Posts Tagged ‘rolling stone’

From the deep archives: Midnight Oil

June 3, 2017

Robert Gallagher just pointed out a record review I didn’t realize existed on Rolling Stone‘s website — my 1985 review of the Australian band Midnight Oil. I posted it in my online archive, but it’s short so I’ll just run the whole thing here:


Midnight Oil is a politically conscious Australian band whose music combines the postpunk abrasiveness of the Clash and Gang of Four with the Kinks’ music-hall variety and the pure pop of groups like Cheap Trick. Together with the double-barrel guitars of James Moginie and Martin Rotsey and the stunning presence of bald, seven-foot-tall lead singer Peter Garrett, it’s a heady brew. The references to local politics and history that stud the group’s songs and account in large part for its huge appeal down under may seem exotic or puzzling to Americans who don’t know that Kosciusko is the name of the tallest mountain in Australia or who haven’t kept up with the controversial use of shipyards in New Zealand as U.S. missile bases. But the general sense of antimilitarism, support for political prisoners and other forms of humanitarianism comes through even when the specific references are lost. “Jimmy Sharman’s Boxers” broods about the bloodthirst behind boxing matches, and “Who Can Stand in the Way” sarcastically defines the march of progress in a refrain that applies to many other Western countries: “Who can stand in the way when there’s a dollar to be made?”

Well produced by Nick Launay and the band, the album ranges from the exciting hip-hop tape tricks of “When the Generals Talk” to the chiming serenity of “Who Can Stand in the Way,” from songs like “Best of Both Worlds” that practically sound like heavy-metal anthems to odd little ditties (“Bakerman” and “Bells and Horns in the Back of Beyond”). Some of the slower songs drag on too long, and Peter Garrett’s voice, with its broad accent and exaggerated enunciation, isn’t quite as striking as his appearance. But it’s terrific to hear a good band that addresses itself exclusively to public concerns. Red Sails in the Sunset, as John Lydon would say, is not a love song.

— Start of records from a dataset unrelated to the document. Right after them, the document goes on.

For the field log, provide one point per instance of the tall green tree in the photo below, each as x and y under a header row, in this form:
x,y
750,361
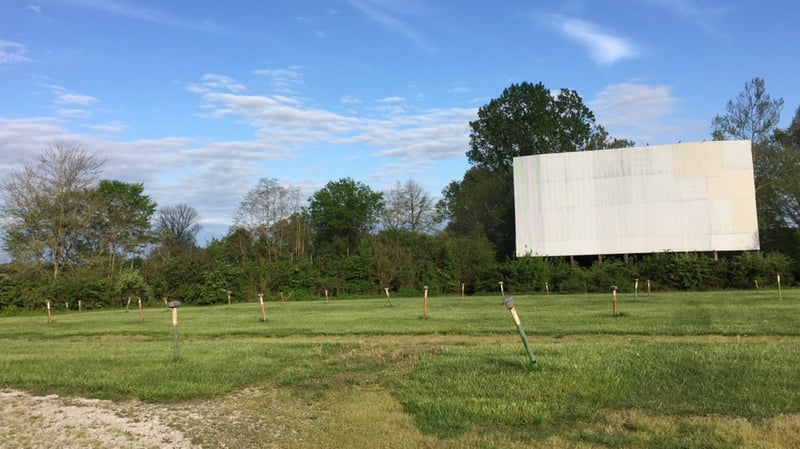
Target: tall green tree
x,y
342,212
177,226
787,173
47,206
121,225
264,212
527,119
409,208
754,116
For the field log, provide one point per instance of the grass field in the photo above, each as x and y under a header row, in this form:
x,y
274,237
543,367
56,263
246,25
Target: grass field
x,y
673,370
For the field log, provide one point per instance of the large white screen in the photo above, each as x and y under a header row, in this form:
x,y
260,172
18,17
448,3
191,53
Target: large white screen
x,y
683,197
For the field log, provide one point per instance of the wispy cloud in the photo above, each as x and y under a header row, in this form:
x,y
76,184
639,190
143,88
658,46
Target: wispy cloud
x,y
135,11
603,47
642,113
388,15
110,127
12,52
284,81
76,99
700,14
287,122
630,104
214,82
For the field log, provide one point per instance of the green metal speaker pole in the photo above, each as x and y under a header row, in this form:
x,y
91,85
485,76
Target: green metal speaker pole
x,y
176,355
509,301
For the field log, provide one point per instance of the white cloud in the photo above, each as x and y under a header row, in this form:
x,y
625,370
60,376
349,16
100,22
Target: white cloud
x,y
284,81
631,104
76,100
73,113
604,48
386,14
391,100
701,14
136,11
12,52
109,127
212,82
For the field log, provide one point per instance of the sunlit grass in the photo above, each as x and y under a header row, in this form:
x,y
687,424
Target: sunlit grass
x,y
673,370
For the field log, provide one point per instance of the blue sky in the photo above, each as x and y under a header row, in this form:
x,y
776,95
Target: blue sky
x,y
199,99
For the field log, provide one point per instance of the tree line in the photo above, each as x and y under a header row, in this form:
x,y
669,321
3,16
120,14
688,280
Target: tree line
x,y
73,236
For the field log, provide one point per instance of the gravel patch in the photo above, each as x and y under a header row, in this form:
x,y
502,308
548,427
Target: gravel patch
x,y
34,422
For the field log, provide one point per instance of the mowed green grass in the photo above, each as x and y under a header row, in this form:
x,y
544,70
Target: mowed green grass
x,y
646,378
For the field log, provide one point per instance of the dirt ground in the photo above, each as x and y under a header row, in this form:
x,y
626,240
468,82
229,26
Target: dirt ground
x,y
33,422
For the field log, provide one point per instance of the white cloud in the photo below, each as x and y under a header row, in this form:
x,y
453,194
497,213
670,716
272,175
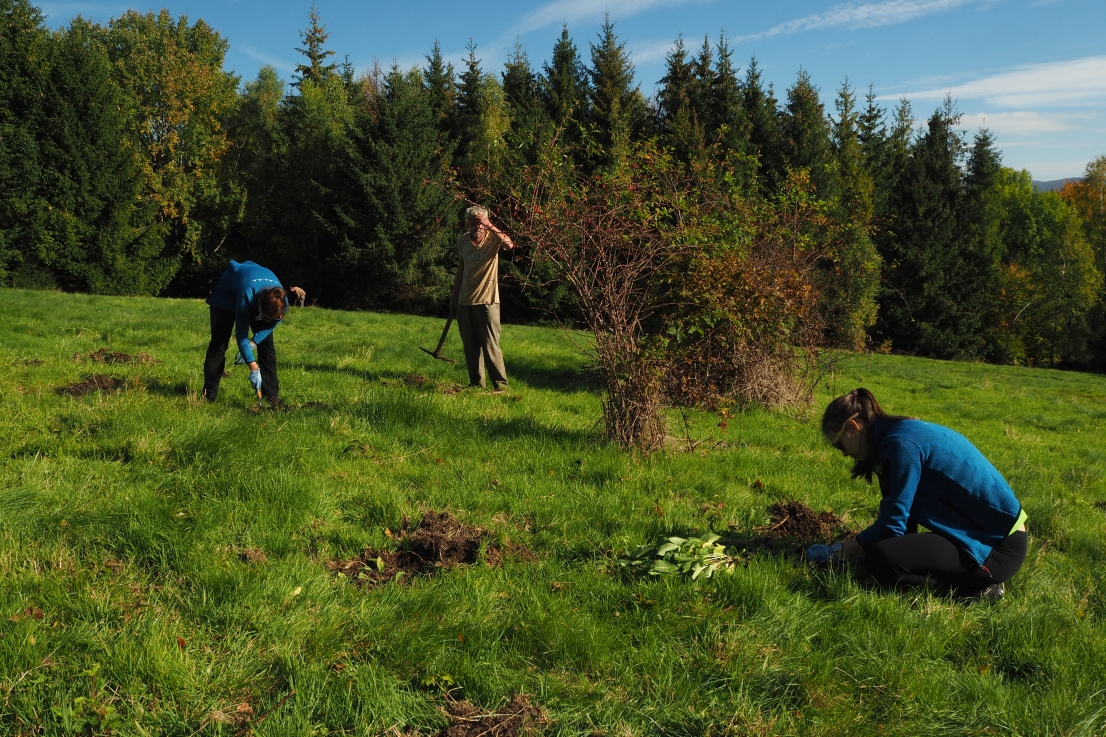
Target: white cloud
x,y
69,10
649,52
859,14
1022,123
1076,82
566,11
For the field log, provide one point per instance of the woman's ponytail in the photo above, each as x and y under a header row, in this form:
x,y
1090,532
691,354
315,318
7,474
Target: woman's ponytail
x,y
859,404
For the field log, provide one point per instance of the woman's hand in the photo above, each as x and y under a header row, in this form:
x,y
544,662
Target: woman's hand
x,y
844,550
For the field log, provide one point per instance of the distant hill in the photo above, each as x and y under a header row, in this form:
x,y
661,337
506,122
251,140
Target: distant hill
x,y
1054,185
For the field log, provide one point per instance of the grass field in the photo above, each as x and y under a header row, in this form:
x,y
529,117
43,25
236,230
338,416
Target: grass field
x,y
128,603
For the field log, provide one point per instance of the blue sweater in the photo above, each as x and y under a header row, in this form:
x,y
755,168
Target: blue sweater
x,y
237,292
932,476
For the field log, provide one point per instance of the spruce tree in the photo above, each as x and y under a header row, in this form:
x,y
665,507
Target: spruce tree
x,y
105,237
981,239
394,217
851,298
23,52
726,120
764,135
314,41
617,110
564,91
469,107
935,301
677,122
440,81
522,92
805,135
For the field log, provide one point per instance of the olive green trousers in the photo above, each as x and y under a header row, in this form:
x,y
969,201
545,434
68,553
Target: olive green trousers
x,y
479,327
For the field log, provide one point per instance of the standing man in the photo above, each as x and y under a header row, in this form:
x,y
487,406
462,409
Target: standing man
x,y
475,301
247,298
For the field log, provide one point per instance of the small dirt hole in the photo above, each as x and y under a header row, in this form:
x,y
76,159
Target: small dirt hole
x,y
514,718
96,383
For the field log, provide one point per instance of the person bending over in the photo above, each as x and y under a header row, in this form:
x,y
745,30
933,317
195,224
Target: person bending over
x,y
247,298
935,477
475,301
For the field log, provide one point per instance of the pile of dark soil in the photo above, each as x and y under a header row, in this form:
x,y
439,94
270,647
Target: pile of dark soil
x,y
103,355
794,519
439,541
514,718
97,383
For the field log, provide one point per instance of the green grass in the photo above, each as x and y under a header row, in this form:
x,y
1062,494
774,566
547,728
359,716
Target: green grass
x,y
122,517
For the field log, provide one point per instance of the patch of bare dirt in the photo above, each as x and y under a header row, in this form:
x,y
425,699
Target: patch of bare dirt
x,y
253,556
96,383
440,541
794,519
514,718
103,355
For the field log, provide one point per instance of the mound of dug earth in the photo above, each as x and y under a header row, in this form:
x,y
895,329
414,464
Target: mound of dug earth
x,y
514,718
97,383
103,355
440,540
794,519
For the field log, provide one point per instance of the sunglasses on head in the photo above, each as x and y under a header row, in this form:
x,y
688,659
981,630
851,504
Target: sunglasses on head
x,y
836,437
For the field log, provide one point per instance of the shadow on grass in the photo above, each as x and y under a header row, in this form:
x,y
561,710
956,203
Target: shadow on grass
x,y
539,375
166,388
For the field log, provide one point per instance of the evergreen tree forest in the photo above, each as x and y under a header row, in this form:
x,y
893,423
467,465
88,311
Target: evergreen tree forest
x,y
133,163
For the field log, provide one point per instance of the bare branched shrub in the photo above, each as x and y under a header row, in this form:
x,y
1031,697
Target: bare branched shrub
x,y
744,327
607,236
692,292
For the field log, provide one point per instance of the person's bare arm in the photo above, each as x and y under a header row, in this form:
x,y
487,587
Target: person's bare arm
x,y
502,236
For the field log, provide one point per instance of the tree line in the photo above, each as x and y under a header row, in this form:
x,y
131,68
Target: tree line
x,y
133,163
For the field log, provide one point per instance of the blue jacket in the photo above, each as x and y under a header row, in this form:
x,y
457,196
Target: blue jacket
x,y
237,292
932,476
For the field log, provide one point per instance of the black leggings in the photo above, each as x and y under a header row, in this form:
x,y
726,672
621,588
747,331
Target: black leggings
x,y
909,560
215,362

Occupy: on Rolling Stone’s Matt Taibi and the wisdom of no set agenda

October 19, 2011

My oldest friend in the world, Roxanne Reynolds (nee Green), who lives in Houston, turned me on to Matt Taibbi’s commentary on Rolling Stone‘s website about Occupy Wall Street. It’s worth reading — you can check it out here.

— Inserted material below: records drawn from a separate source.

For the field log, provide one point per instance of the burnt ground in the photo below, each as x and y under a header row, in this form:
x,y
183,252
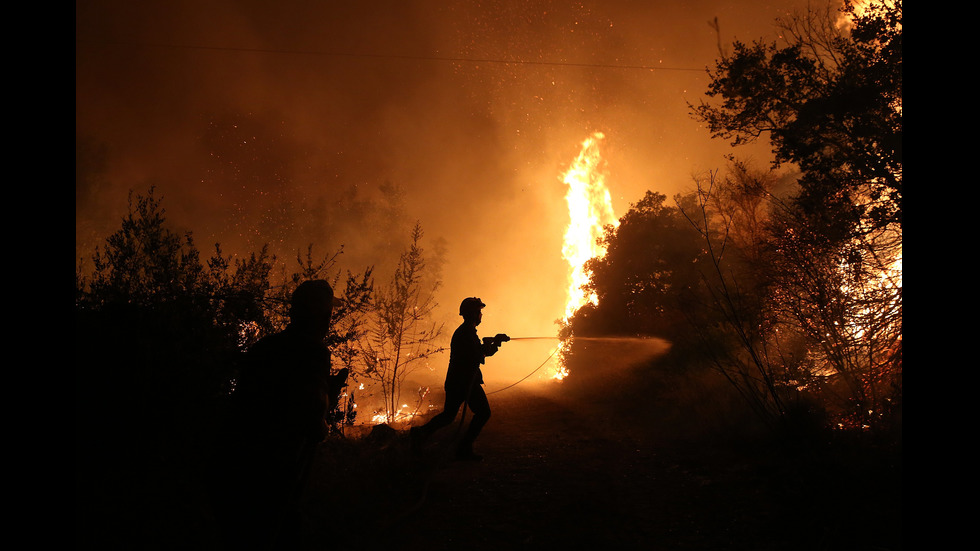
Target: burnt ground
x,y
642,460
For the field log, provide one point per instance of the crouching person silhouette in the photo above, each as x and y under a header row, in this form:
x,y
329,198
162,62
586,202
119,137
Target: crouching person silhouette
x,y
275,425
464,381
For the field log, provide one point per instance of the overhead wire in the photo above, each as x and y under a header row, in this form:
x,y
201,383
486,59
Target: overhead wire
x,y
452,59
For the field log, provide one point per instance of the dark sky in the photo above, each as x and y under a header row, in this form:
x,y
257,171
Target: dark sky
x,y
279,121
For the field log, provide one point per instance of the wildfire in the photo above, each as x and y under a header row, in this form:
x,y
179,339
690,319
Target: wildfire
x,y
590,211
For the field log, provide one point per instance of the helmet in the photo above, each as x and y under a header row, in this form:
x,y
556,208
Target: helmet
x,y
470,305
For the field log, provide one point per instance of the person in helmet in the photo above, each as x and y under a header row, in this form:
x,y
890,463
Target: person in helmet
x,y
464,380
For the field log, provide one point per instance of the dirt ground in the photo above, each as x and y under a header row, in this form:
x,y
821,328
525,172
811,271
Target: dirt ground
x,y
625,460
609,460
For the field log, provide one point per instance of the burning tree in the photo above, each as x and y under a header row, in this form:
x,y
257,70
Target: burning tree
x,y
830,102
400,335
159,332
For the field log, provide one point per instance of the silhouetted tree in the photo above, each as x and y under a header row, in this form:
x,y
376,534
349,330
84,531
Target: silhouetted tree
x,y
830,102
648,272
401,334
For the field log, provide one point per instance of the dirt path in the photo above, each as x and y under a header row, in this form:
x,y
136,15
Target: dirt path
x,y
596,463
566,467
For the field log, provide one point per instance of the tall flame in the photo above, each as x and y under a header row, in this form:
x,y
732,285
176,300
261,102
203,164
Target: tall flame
x,y
589,210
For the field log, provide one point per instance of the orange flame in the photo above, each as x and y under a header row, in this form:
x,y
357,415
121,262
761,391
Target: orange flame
x,y
590,211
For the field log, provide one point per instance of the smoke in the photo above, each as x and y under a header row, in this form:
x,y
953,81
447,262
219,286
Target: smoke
x,y
342,123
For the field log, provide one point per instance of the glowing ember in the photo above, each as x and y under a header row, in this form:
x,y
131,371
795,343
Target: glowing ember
x,y
589,210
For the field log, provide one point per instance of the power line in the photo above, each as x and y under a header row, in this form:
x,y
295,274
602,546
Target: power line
x,y
391,56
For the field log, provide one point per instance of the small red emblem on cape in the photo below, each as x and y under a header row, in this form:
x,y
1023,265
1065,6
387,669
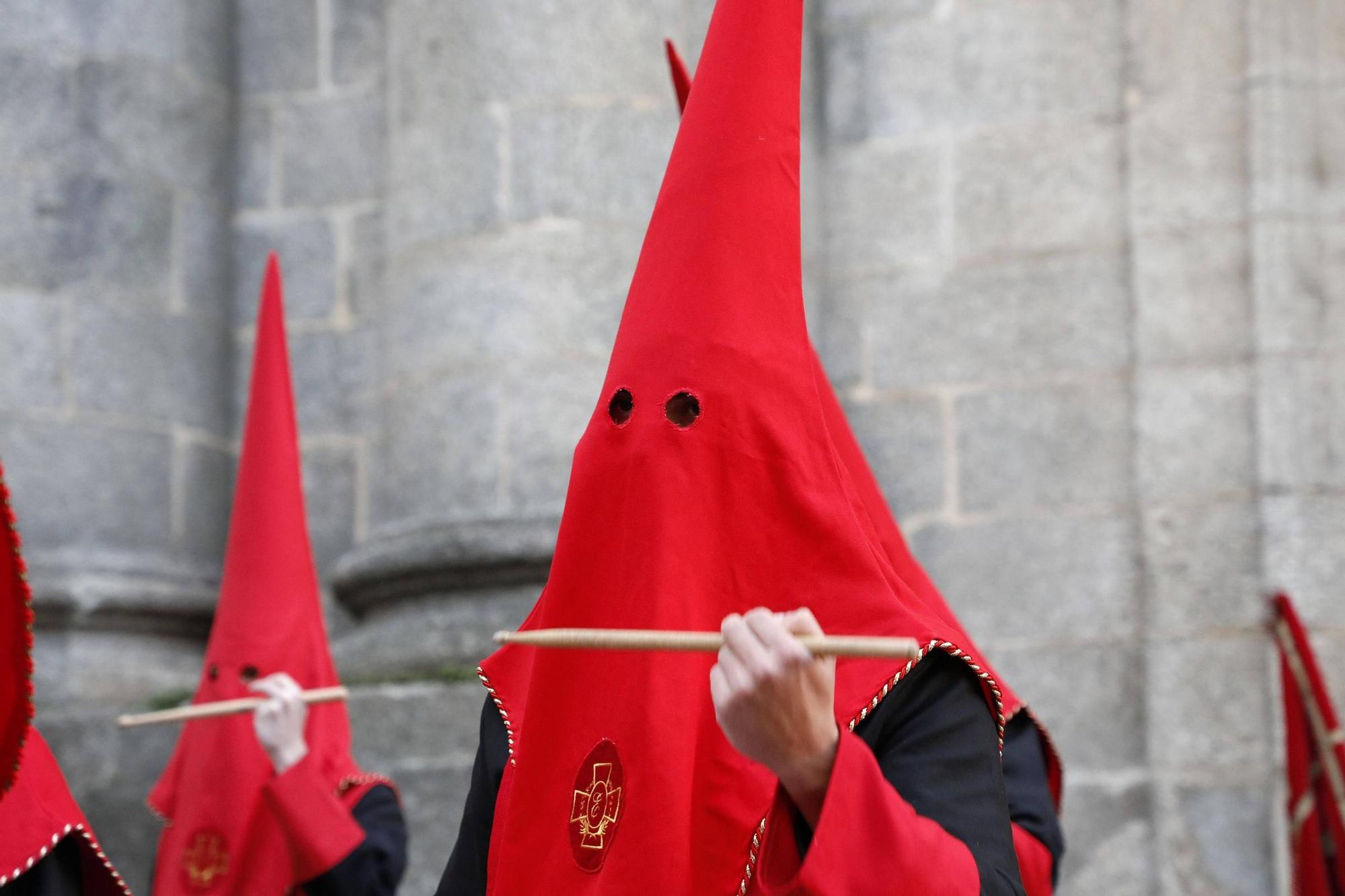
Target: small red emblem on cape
x,y
205,860
597,809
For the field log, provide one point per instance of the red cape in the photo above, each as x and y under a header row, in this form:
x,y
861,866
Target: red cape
x,y
224,836
15,645
38,813
1315,762
621,776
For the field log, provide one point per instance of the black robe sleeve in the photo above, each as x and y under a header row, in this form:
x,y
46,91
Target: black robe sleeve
x,y
1027,784
379,862
57,874
466,870
935,744
939,748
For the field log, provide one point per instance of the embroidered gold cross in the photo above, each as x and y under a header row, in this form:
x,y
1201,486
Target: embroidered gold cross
x,y
597,809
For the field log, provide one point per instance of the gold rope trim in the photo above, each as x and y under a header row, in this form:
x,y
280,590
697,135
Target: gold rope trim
x,y
1331,763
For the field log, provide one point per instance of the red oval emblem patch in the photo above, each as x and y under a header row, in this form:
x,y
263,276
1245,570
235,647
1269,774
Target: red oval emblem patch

He notes that the images that have emerged so far of OWS have been misleading stand-offs with the police and nothing truly iconic. “That, to me, speaks volumes about the primary challenge of opposing the 50-headed hydra of Wall Street corruption, which is that it’s extremely difficult to explain the crimes of the modern financial elite in a simple visual,” Taibbi writes. “The essence of this particular sort of oligarchic power is its complexity and day-to-day invisibility: Its worst crimes, from bribery and insider trading and market manipulation, to backroom dominance of government and the usurping of the regulatory structure from within, simply can’t be seen by the public or put on TV. There just isn’t going to be an iconic “Running Girl” photo with Goldman Sachs, Citigroup or Bank of America – just 62 million Americans with zero or negative net worth, scratching their heads and wondering where the hell all their money went and why their votes seem to count less and less each and every year.”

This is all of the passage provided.